Some players also earn money from other sources—like image rights and royalties. In the U.S., those are typically still taxable to the players even if generated in other countries.

It’s true that there are ways to reduce the tax due with some planning—typically through foreign tax credits, exemptions, and treaties. However, those deductions can be limited. Thanks to the Tax Cuts and Jobs Act, for example, previously deductible unreimbursed business expenses on Schedule A (think club fees and training expenses) are suspended for the years 2018 to 2025. For W-2 employees, that also includes agent fees—which can be a considerable hit. However, expenses related to a trade or business remain deductible under Schedule C.

And that exemption on sports winnings related to representing the U.S. in competition granted in 2016? It doesn’t apply to the World Cup. It’s limited under the terms of section 74 of the Tax Code to prizes or awards won in the Olympic Games or the Paralympic Games.

Soccer Is Growing

Tax planning for athletes can be complicated—and it’s not going to get easier as the sport continues to grow. Soccer is the most popular sport in the world, and it’s not showing signs of slowing down.

The Women’s World Cup alone has a worldwide audience of over one billion viewers. According to FIFA, a combined 1.12 billion viewers tuned into the official overage of the 2019 Women’s World Cup 2019 across all platforms – a record audience.

In the U.S., many soccer players are household names—including those on the Women’s National Team. The USWNT have won four Women’s World Cup titles, four Olympic gold medals, and nine CONCACAF Gold Cups—even though they’ve only been around for about 20 years.
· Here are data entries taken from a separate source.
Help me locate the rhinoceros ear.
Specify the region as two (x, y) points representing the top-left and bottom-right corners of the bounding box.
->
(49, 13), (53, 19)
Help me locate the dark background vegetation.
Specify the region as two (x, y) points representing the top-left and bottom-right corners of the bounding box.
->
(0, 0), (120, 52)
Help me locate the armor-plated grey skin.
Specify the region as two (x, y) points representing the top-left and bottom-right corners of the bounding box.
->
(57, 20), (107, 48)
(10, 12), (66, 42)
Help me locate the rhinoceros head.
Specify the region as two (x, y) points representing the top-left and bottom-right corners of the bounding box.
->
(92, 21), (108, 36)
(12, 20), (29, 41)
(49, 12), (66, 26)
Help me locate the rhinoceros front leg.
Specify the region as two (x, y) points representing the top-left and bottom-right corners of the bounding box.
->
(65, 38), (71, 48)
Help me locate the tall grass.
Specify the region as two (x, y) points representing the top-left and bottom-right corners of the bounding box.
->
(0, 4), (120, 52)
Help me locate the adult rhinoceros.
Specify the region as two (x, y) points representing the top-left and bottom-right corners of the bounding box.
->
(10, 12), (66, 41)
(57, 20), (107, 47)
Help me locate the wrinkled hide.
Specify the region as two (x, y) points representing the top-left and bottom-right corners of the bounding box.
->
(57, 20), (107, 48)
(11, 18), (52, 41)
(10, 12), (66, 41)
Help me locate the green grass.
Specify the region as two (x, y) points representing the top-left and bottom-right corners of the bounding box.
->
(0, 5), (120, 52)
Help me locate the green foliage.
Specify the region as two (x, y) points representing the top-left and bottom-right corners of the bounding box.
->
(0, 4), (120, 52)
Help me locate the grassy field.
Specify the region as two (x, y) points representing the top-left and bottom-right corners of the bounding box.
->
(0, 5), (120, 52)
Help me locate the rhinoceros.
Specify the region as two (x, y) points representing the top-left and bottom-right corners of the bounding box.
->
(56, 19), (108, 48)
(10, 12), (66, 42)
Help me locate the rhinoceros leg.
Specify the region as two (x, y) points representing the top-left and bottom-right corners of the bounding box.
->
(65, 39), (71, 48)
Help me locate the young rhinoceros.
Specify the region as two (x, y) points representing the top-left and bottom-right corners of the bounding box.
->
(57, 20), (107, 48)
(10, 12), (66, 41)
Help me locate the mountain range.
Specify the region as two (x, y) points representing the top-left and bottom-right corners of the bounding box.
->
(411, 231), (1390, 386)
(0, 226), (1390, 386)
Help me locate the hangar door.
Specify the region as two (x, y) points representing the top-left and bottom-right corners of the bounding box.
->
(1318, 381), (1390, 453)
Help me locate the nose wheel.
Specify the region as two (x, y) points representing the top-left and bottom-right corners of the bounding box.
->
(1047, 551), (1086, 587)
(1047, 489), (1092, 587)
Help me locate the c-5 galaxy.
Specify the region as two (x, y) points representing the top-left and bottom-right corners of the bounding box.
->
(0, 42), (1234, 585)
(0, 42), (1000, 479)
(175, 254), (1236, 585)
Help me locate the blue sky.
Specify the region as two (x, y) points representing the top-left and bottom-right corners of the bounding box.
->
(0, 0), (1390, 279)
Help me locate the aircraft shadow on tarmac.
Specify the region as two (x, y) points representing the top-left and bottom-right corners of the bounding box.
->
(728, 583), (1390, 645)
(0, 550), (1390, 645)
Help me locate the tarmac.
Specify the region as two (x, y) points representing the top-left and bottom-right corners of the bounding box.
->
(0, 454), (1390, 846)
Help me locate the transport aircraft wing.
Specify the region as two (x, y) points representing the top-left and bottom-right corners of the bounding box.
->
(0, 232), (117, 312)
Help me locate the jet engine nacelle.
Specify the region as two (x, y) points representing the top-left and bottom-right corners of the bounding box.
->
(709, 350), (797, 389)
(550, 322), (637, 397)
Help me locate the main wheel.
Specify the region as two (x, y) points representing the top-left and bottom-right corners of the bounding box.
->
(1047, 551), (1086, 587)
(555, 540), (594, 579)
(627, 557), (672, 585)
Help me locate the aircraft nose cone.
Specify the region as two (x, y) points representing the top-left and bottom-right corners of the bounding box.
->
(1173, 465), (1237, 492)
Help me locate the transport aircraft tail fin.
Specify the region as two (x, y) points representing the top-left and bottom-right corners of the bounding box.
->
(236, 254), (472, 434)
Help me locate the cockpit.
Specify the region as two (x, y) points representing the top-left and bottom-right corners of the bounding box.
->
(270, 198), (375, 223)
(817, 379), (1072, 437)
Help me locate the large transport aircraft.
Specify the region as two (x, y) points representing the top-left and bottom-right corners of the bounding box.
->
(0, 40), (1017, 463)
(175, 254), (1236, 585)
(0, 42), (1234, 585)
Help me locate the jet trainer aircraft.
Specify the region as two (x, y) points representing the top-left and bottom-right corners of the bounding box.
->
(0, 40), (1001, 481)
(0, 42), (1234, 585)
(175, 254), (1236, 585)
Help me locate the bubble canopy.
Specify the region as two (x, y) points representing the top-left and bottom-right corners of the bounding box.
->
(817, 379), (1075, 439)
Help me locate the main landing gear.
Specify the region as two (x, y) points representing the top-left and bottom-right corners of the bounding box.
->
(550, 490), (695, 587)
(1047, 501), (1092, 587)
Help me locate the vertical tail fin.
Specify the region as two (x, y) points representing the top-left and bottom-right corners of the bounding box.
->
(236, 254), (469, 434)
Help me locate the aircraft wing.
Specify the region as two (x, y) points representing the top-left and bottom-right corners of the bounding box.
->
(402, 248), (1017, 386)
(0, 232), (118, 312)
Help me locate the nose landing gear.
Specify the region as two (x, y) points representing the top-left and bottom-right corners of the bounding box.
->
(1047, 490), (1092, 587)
And now, arguably the greatest player to ever take the pitch will do so as a marquee player, not in Paris or London, but in Miami. Around 20,000 fans showed up in the rain just to see Lionel Messi introduced as an Inter Miami player. His July 21 debut has been hyped extensively, including on Apple
AAPL
T.V., where a little show about soccer—Ted Lasso—became a phenomenon.

While discussions about money and taxes will always be a part of professional sports, for many, the beautiful game is more than a game. It’s more than the players. It’s more than the trophies. It’s about how it makes you feel.

Bill Shankly, the famous Liverpool manager, once summed it up perfectly, saying, “Some people believe football is a matter of life and death, I am very disappointed with that attitude.” He concluded, “I can assure you it is much, much more important than that.”